Role of hydrogen sulfide in the development of atherosclerotic lesions in apolipoprotein e knockout mice

Abstract

Objective-We explored the effect of hydrogen sulfide (H 2S) on atherosclerotic progression, particularly on intracellular adhesion molecule-1 (ICAM-1) in apolipoprotein-E knockout (apoE -/-) mice and human umbilical vein endothelial cells (HUVECs).

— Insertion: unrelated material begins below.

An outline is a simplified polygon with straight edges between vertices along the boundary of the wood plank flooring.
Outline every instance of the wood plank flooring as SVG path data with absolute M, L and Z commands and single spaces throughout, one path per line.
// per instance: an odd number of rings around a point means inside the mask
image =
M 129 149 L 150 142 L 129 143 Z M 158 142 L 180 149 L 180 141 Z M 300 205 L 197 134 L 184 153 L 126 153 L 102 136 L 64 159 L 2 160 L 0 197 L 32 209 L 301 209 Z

Methods and Results-ApoE -/- mice were treated with sodium hydrosulfide (NaHS) or DL-propargylglycine (PPG); HUVECs were pretreated with NaHS. Compared with control mice, apoE -/- mice showed decreased plasma H 2S level and aortic H 2S production but increased plasma ICAM-1 and aortic ICAM-1 protein and mRNA. Compared with apoE -/- mice, apoE -/-+NaHS mice showed increased plasma H 2S level, but decreased size of atherosclerotic plaque and plasma and aortic ICAM-1 levels, whereas apoE -/-+PPG mice showed decreased plasma H 2S level but enlarged plaque size and increased plasma and aortic ICAM-1 levels. NaHS suppressed ICAM-1 expression in tumor necrosis factor (TNF)-α-treated HUVECs. NaHS inhibited IκB degradation and NF-κB nuclear translocation in HUVECs treated with TNF-α. Conclusions-The vascular CSE/H 2S pathway was disturbed in apoE -/- mice. H 2S exerted an antiatherogenic effect and inhibited ICAM-1 expression in apoE -/- mice. H 2S inhibited ICAM-1 expression in TNF-α-induced HUVECs via the NF-κB pathway. © 2009 American Heart Association, Inc.